Tensions entre la SNCF et RFF
21 avril 2011 | Par Laurent Bordeau classé dans Le rail | Aucun commentaire »
Article paru dans la gazette des communes le 20/04/2011 http://www.lagazettedescommunes.com/63282/les-tensions-entre-la-sncf-et-rff-poussent-letat-a-intervenir
Les tensions n’en finissent plus de s’accumuler entre la SNCF et Réseau ferré de France (RFF), le gestionnaire des infrastructures, au point d’irriter les pouvoirs publics qui s’apprêtent à « recadrer » les deux frères ennemis du rail.
Guillaume Pepy, patron de la SNCF, et Hubert du Mesnil, patron de RFF, ont été convoqués par le secrétaire d’Etat aux Transports Thierry Mariani pour un « recadrage » qui devrait avoir lieu le 21 avril, selon le quotidien La Tribune du mercredi 20.
« Vu le travail à faire, il y a sûrement mieux à faire que de se chamailler. La SNCF doit notamment améliorer la qualité de ses services, développer le fret et RFF doit moderniser le réseau et développer les lignes à grande vitesse » (LGV), selon un proche du président de la République, cité par le journal.
Un recadrage qui intervient quelques jours après le dépôt d’un recours contre RFF par la SNCF devant l’Autorité de régulation des activités ferroviaires (Araf), gendarme du rail en activité depuis fin 2010.
Un porte-parole de RFF a expliqué que Novatrans, filiale de SNCF Geodis (fret), s’était plaint la semaine dernière de RFF et Combiwest, opérateur breton de transport combiné, « sur les conditions d’attribution de sillons » (créneaux de circulation des trains).
Le mois dernier, le patron de SNCF Geodis Pierre Blayau avait affirmé que son entreprise manquait de sillons.
Le système « n’a pas d’avenir » – Tout juste conforté par sa nouvelle lettre de mission du chef de l’Etat après trois ans à la tête de la SNCF, Guillaume Pepy affirmait fin mars que le système ferroviaire articulé autour de la SNCF et de RFF se dirigeait « vers une impasse financière ». « Notre système RFF-SNCF n’a pas d’avenir. Ce modèle n’optimise pas la dépense collective », déclarait-il au journal Le Monde. « Il conduit chaque acteur à agir de manière égoïste ».
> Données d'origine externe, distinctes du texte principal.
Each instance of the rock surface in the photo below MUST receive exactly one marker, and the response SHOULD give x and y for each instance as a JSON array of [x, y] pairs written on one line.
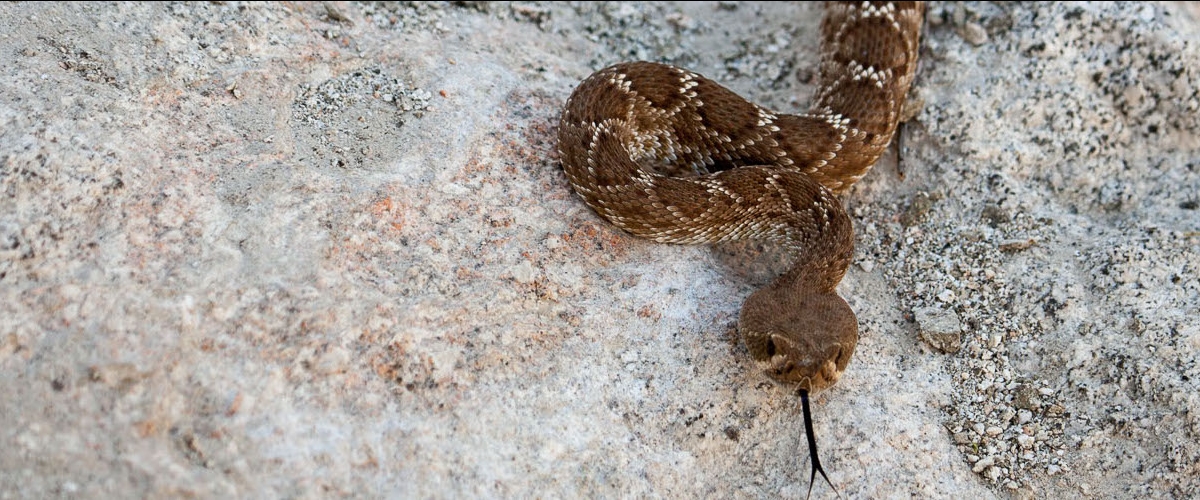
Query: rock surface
[[313, 250]]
Selon lui, un bilan de la réforme de 1997 qui a séparé les activités ferroviaires entre RFF et la SNCF est nécessaire. D’autant que cette séparation n’est parfois pas très nette puisque des activités du ressort de RFF, comme la Direction de la circulation ferroviaire (DCF), sont gérées par la SNCF. Pour l’entretien et la maintenance du réseau, RFF est légalement obligé de faire appel à SNCF Infra.
Baisse de 20 % des subventions publiques pour RFF – Les deux protagonistes ne sont toujours pas parvenus à un accord sur le renouvellement de leur « convention de gestion » qui a expiré en 2010.
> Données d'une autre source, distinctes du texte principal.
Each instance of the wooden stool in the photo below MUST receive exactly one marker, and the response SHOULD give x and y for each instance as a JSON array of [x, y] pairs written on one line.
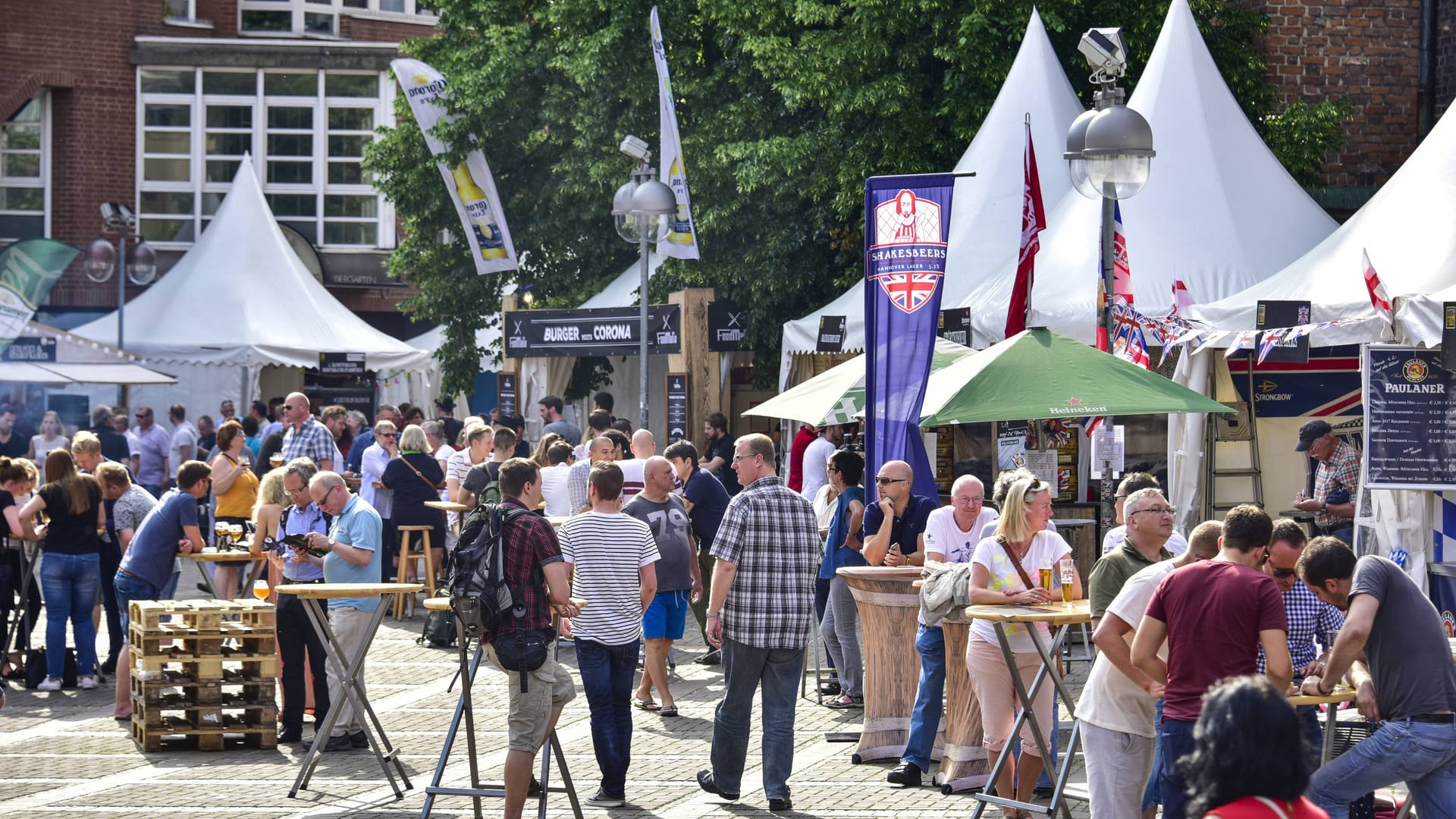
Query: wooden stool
[[405, 556]]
L’animosité entre les deux groupes découle également beaucoup de problèmes de gros sous : la SNCF proteste contre la hausse des péages qui grignotent de plus en plus la manne du TGV, tandis que RFF se plaint de son manque de ressources pour entretenir les 30.000 km de voies existantes. Pour Hubert du Mesnil, « le problème fondamental est que le réseau manque de ressources », a-t-il indiqué aux Echos début avril.
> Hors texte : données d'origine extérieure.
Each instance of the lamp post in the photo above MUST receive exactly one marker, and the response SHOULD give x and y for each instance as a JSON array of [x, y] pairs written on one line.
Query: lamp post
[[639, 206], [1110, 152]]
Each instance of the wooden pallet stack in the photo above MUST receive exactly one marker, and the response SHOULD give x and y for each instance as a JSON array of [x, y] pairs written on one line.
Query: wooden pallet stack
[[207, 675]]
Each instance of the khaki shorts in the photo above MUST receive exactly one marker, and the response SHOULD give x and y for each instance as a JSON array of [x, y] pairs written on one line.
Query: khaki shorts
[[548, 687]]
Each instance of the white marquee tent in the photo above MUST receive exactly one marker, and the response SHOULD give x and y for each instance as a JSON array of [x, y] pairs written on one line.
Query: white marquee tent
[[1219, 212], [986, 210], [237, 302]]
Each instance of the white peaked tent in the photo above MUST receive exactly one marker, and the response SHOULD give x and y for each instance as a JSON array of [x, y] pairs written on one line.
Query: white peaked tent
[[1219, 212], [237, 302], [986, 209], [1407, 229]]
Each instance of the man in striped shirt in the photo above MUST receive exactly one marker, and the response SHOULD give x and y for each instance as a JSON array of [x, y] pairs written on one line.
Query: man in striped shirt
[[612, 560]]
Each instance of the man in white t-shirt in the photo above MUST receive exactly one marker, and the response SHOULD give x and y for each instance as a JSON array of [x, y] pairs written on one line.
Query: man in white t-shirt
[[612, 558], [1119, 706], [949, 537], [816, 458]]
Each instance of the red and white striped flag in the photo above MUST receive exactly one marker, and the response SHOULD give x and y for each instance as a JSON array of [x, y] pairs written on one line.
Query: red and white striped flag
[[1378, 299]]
La raison principale ? A sa naissance, son groupe a hérité de la SNCF une dette de 20,5 milliards d’euros qui lui coûte chaque année environ 1 milliard en frais financiers. Or, selon lui, il lui manque plus d’un milliard d’euros par an pour rénover le réseau, et les subventions publiques ont reculé de 20% en 2010.
« Il y a en France de vrais problèmes structurels – dette trop élevée, réseau pas assez rénové et vieillissant, maintenance du réseau trop coûteuse – qui ne sont pas du tout liés à la séparation entre gestionnaire d’infrastructures et exploitant », a néanmoins estimé M. du Mesnil, dans un entretien aux Echos.
Les problèmes de retards à répétition qui ont notamment entraîné récemment la fronde d’usagers et la multiplication des vols de caténaires n’ont fait qu’ajouter au climat délétère. Et l’ouverture à la concurrence sur les lignes internationales et dans le fret a également compliqué les relations.